Out of the acid rain business, Dukett started wondering if there might be a mathematical way to right the ship, to subtract out all the shenanigans and create a metric that would put home run hitters on a level playing field.
Steroids are the most obvious example of home run inequity, but not the only one. Rule changes, like lowering the pitchers’ mound, can affect home run totals. So can juiced baseballs or the introduction of expansion teams that water down the pitching talent.
Dukett created a formula that assigns players a “Jacks score” by analyzing seasonal deviations among home run leaders. For example, in 1998, Bonds and Sosa weren’t the only ones hitting eye-opening numbers of homers.
That indicated that McGwire’s 70 homers weren’t quite as impressive as they seemed at first blush. It was later that baseball fans came to understand that this plethora of power was chemically fueled, but, under Dukett’s formula, it would have been apparent back in 1998 that “something” was amiss, even if no one yet knew what that something was.
By contrast, Jose Bautista hit 54 homers in 2010, a year that no one else even hit 40 — an achievement that was grossly overlooked in light of steroid-assisted totals. “We were like ‘ho-hum, he hit 54,’” Dukett said. “I thought there’s got to be a better way to make this mean something.”
“Jacks” recognizes Babe Ruth as the greatest of all time, but the book focuses more on the modern, post-1960 era.
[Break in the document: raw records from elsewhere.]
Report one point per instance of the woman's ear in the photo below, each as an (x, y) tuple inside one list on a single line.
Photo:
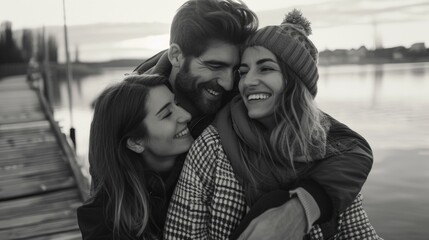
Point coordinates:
[(175, 55), (135, 145)]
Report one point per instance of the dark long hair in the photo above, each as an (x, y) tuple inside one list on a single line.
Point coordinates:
[(116, 170)]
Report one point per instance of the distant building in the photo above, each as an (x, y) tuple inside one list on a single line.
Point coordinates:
[(418, 47)]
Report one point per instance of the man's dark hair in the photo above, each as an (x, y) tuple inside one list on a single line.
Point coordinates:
[(197, 22)]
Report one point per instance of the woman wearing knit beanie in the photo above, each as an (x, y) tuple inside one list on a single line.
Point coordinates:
[(272, 145)]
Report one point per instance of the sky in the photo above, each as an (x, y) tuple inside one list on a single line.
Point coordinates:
[(335, 23)]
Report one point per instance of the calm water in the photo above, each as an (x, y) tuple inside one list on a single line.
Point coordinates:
[(388, 104)]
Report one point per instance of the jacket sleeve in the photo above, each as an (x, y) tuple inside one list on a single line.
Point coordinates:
[(343, 174)]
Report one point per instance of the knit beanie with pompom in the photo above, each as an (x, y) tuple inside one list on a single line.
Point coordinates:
[(289, 41)]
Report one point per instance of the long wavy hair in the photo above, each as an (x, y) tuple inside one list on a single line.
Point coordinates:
[(300, 132), (116, 170)]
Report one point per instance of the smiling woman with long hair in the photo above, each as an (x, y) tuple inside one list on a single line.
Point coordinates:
[(138, 134)]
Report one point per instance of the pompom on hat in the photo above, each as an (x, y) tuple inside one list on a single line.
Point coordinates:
[(289, 41)]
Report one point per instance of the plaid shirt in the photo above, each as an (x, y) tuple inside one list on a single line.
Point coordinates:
[(209, 202)]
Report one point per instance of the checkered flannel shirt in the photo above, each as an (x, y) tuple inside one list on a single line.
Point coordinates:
[(209, 202)]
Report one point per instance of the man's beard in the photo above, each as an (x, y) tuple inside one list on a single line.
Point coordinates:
[(186, 88)]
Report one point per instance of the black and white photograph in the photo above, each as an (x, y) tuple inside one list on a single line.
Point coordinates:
[(214, 119)]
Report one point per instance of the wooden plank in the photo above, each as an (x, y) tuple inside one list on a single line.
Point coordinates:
[(45, 199), (38, 193), (36, 187)]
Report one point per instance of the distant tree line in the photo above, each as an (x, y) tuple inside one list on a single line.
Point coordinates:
[(31, 45)]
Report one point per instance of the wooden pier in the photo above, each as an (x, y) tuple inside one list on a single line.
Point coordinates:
[(40, 183)]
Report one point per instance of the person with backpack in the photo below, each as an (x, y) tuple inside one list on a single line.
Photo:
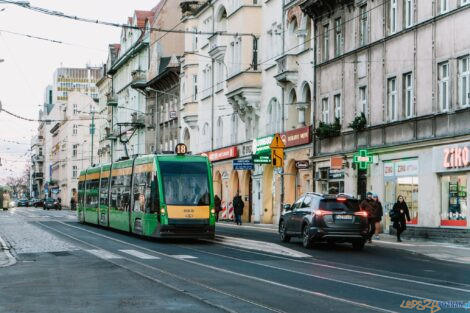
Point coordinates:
[(379, 212), (368, 205), (238, 206), (398, 214)]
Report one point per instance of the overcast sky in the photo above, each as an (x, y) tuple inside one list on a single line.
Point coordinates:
[(29, 63)]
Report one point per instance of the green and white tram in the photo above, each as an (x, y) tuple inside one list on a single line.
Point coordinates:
[(153, 195)]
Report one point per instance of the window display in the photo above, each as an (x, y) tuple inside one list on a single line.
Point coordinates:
[(454, 200)]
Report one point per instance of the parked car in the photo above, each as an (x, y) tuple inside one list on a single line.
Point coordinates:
[(324, 218), (23, 202), (38, 203), (51, 203)]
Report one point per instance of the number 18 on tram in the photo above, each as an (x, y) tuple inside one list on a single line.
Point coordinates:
[(152, 195)]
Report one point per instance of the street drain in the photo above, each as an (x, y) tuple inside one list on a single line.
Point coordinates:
[(60, 253)]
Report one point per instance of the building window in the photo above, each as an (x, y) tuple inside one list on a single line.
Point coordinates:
[(408, 89), (444, 6), (338, 37), (454, 200), (443, 86), (408, 13), (393, 16), (325, 110), (274, 117), (194, 87), (363, 99), (234, 128), (337, 103), (392, 99), (220, 132), (363, 25), (326, 42), (464, 81)]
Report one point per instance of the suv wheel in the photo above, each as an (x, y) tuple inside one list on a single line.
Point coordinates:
[(306, 240), (282, 232), (359, 244)]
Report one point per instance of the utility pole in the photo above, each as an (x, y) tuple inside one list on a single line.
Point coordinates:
[(92, 133)]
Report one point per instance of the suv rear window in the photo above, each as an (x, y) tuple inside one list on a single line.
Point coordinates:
[(350, 205)]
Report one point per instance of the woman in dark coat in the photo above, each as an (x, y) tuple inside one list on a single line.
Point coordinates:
[(400, 210)]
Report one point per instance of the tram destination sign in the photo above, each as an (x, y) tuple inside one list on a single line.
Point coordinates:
[(243, 165)]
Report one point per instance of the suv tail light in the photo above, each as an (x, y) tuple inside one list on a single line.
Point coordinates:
[(361, 213), (321, 212)]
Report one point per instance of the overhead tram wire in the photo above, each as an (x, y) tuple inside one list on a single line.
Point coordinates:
[(47, 39)]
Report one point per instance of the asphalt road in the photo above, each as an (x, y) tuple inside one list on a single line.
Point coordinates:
[(244, 270)]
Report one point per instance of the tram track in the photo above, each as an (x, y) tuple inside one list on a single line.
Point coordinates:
[(229, 272), (175, 288)]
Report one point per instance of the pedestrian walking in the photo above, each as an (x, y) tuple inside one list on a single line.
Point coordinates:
[(217, 207), (399, 215), (238, 206), (368, 205), (379, 212), (6, 200)]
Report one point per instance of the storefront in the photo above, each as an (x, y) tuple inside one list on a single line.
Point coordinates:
[(452, 165)]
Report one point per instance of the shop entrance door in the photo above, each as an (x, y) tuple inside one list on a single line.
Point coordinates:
[(361, 183)]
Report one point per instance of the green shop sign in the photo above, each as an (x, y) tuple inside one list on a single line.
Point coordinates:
[(261, 150)]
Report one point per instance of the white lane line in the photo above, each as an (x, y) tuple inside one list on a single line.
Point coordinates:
[(184, 256), (140, 255), (103, 254), (259, 246), (313, 293)]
An admitted Yankees fan and admirer of good guys, Dukett speaks fondly of Roger Maris (even though the man who broke Ruth’s single-season homer record doesn’t do particularly well under Dukett’s system) and Ken Griffey Jr., who had the misfortune of playing in the era of McGwire and Sosa.
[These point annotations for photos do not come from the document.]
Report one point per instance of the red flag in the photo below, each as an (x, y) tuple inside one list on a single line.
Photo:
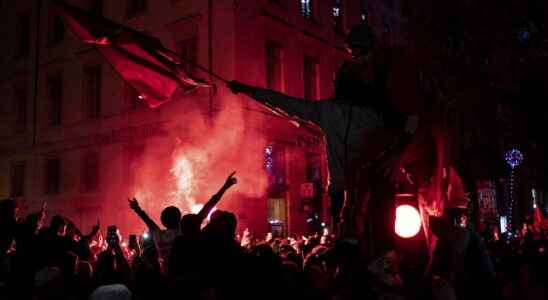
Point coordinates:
[(142, 61)]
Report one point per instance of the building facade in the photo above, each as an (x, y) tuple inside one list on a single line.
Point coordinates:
[(75, 135)]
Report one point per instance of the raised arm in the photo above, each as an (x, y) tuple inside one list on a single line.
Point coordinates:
[(134, 205), (291, 106), (230, 181)]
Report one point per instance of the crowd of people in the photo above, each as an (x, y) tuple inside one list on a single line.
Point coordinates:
[(191, 260)]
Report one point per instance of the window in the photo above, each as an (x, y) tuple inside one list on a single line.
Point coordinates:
[(310, 76), (56, 28), (338, 24), (96, 7), (90, 171), (136, 6), (17, 188), (275, 164), (53, 176), (187, 51), (273, 65), (23, 34), (307, 9), (55, 89), (92, 91), (388, 34), (20, 109)]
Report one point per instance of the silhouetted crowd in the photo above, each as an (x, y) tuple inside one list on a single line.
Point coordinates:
[(191, 260)]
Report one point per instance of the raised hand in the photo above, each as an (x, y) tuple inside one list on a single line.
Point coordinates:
[(133, 204), (230, 180)]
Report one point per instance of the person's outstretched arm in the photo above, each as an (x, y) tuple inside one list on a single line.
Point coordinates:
[(133, 204), (204, 212), (294, 107)]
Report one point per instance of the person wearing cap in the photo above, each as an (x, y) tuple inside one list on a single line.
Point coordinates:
[(361, 125)]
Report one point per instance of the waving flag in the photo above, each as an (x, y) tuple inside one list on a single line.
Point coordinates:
[(154, 71)]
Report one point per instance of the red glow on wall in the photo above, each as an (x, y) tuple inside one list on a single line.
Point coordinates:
[(408, 221)]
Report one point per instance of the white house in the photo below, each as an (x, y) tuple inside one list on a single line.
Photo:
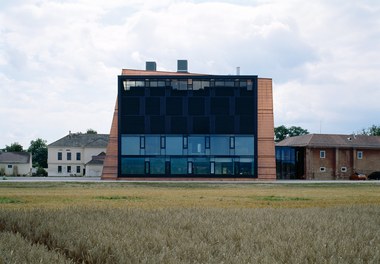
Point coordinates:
[(95, 166), (69, 155), (15, 163)]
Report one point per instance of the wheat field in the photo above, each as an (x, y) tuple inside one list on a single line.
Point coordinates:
[(189, 223)]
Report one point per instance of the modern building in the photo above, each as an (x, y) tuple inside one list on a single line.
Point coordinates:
[(184, 125), (15, 163), (69, 155), (327, 157)]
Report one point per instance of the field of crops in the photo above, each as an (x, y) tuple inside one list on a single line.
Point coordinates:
[(189, 223)]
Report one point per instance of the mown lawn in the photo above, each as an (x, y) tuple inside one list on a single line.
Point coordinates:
[(189, 223)]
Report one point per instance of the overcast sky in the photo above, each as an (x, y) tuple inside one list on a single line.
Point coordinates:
[(59, 60)]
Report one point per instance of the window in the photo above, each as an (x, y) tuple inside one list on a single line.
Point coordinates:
[(163, 142), (207, 143), (196, 145), (178, 166), (130, 145), (157, 166), (184, 142), (174, 145), (220, 145), (244, 145), (132, 166), (232, 142), (152, 146)]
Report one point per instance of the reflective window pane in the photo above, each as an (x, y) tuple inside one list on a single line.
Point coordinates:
[(132, 166), (196, 145), (244, 145), (130, 145), (224, 166), (152, 145), (220, 145), (173, 145), (201, 166), (178, 166), (157, 166), (244, 167)]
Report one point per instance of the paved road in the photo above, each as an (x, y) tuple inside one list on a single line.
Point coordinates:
[(216, 181)]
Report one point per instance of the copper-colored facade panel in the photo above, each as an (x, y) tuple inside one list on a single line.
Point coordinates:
[(266, 163)]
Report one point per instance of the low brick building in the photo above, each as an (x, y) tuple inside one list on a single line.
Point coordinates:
[(327, 157)]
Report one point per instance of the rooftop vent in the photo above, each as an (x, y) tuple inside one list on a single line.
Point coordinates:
[(182, 66), (150, 66)]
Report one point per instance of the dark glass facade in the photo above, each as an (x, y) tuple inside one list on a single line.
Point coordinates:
[(187, 126)]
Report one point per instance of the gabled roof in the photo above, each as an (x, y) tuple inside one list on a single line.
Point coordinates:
[(82, 140), (15, 157), (97, 160), (331, 140)]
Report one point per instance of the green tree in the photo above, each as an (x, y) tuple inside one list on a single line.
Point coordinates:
[(91, 131), (282, 132), (14, 147), (38, 148), (372, 131)]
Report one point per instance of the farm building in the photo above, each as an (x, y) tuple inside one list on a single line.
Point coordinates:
[(71, 155), (327, 157), (185, 125)]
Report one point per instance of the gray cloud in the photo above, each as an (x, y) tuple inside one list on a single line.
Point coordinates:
[(59, 60)]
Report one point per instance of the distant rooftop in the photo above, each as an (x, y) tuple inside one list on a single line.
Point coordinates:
[(82, 140), (331, 140)]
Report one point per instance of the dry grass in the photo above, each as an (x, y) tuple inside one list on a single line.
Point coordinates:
[(179, 223)]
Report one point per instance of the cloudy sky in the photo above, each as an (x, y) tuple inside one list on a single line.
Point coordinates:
[(59, 59)]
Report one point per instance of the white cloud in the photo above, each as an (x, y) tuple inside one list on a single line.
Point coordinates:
[(59, 60)]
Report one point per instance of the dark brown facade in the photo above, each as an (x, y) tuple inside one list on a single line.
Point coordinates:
[(266, 166)]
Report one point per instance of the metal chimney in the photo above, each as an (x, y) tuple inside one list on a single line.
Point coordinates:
[(150, 66), (182, 66)]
JOIN A COMMUNITY OF PEOPLE WHO SUPPORT ADIRONDACK JOURNALISM
Dukett’s system shows that, even subtracting out the steroid dividend, the top home run hitters were still very good. Barry Bonds, the current single-season home run leader with 73, held the modern-era Jacks score following his 2001 season, followed by McGwire’s 1998 season.
To restore equilibrium in the game in his mind, some slugger would have to beat Bonds and McGwire, Duquett wrote. Bautista came close, but just missed. A hero finally arrived in the unlikely form of Chris Davis, who hit 53 taters for the Baltimore Orioles in 2013, putting his Jacks score just ahead of Bonds.
But as if to prove nothing is ever simple, Davis was later suspended for using amphetamines, a common drug in 20th century clubhouses.
Both were surpassed by Aaron Judge, whose 62-homer season last year is viewed by some purists as the real single-season (non-steroid assisted) season. For Dukett, Judge had indeed meted out some long-overdue justice.